Stufe. La “solenne cassaforte di Monard” - con dentro “una bottiglia di Calvados per le giornate fredde” - nel nuovo ufficio di Maigret, al Quai des Orfèvres. Sulla mensola del camino, un orologio di marmo nero, “unica reliquia del passato”; alle pareti, una libreria chiusa, scaffali polverosi, “una scrivania che era il doppio di quella vecchia” e, in un angolo, la grande stufa a carbone, “simile a quelle che si vedono ancora nelle stazioni ferroviarie di provincia. Alimentare la grande stufa fino a far arroventare le piastre era uno dei piaceri dell'inverno”.
Orologi. “La vista sulla Senna era bella, il calore del grande termosifone sotto la finestra scaldava piacevolmente le gambe. Tuttavia, quando osservava l'orologio di marmo nero sulla mensola del camino, Maigret aveva l'impressione che il vecchio ufficio gli piacesse di più”.
Rum. L'appartamento dei coniugi Maigret, al terzo piano di Boulevard Richard Lenoir, a Parigi: dalla finestra arriva “un profumo di caffè e croissant caldi, con una traccia leggera di rum”.
Primule. Vino di primule gialle e infuso di camomilla, le bibite che Miss Marple usa prepararsi da sé nel suo cottage di Danemead, a St Mary Mead.
Rose. Il cottage di Danemead, sopravvissuto intatto allo sviluppo del villaggio di St Mary Mead (“Apparteneva al piccolo gruppo di case del periodo della regina Anna e di re Giorgio”), col salottino sovraccarico di ricordi preziosi (come il vecchio servizio da tè Worcester e la cristalleria Waterford) e, in un angolo, un armadio con il whisky per gli ospiti.

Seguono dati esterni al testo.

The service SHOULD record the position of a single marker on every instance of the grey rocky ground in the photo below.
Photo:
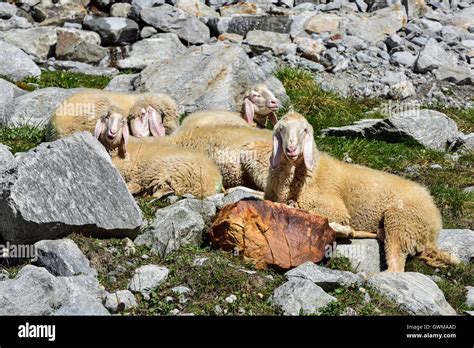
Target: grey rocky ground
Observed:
(206, 54)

Abilissima coltivatrice di rose, la Marple ama il giardinaggio ed è sempre in cerca di rarità per il suo giardino roccioso: solo quando il dottor Haydock le proibirà di chinarsi e inginocchiarsi per via del cuore, assumerà a malincuore un paio di giardinieri di scarso futuro (“Una tazza di tè dopo l'altra e un gran gingillarsi, nessun vero lavoro”).

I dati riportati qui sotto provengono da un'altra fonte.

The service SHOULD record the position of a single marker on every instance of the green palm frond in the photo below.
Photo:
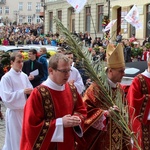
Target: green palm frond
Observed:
(96, 72)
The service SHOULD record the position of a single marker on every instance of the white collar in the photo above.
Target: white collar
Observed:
(53, 85)
(14, 71)
(112, 85)
(146, 73)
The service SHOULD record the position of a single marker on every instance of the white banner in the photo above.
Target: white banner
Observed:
(133, 17)
(77, 4)
(110, 24)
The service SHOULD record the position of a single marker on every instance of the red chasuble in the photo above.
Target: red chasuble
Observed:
(112, 137)
(40, 117)
(139, 106)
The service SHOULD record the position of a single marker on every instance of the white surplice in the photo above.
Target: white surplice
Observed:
(78, 82)
(12, 93)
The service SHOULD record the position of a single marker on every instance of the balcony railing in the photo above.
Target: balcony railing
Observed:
(2, 1)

Pettini. “Vasi di fiori morenti e pettini rotti sul davanzale”, secondo la Marple soggetti dominanti nell'arte della nipote acquisita Joan West, pittrice.
Pizzi. Alta, magra, con le guance rosa, splendidi capelli bianchi e morbidi e occhi azzurro stoviglia “ingannevolmente ingenui”, Miss Marple dà ai più un'impressione di fragilità, smentita dalla tenacia adamantina che sfodera una volta messa alla prova. Sebbene i “vestiti sportivi di buon tweed” siano il suo outfit favorito, nelle serate del club del martedì sfoggia “un bell'abito di broccato nero, molto stretto in vita, con una cascata di pizzi di Mechlin sul davanti del corpetto”, vezzosi mezzi guanti e una cuffia di pizzo, sempre neri; a volte invece porta uno scialle di pizzo avvolto intorno alle spalle e un pezzo di merletto sui capelli (“Adorava i pizzi”) o un abito da sera di seta color pulce.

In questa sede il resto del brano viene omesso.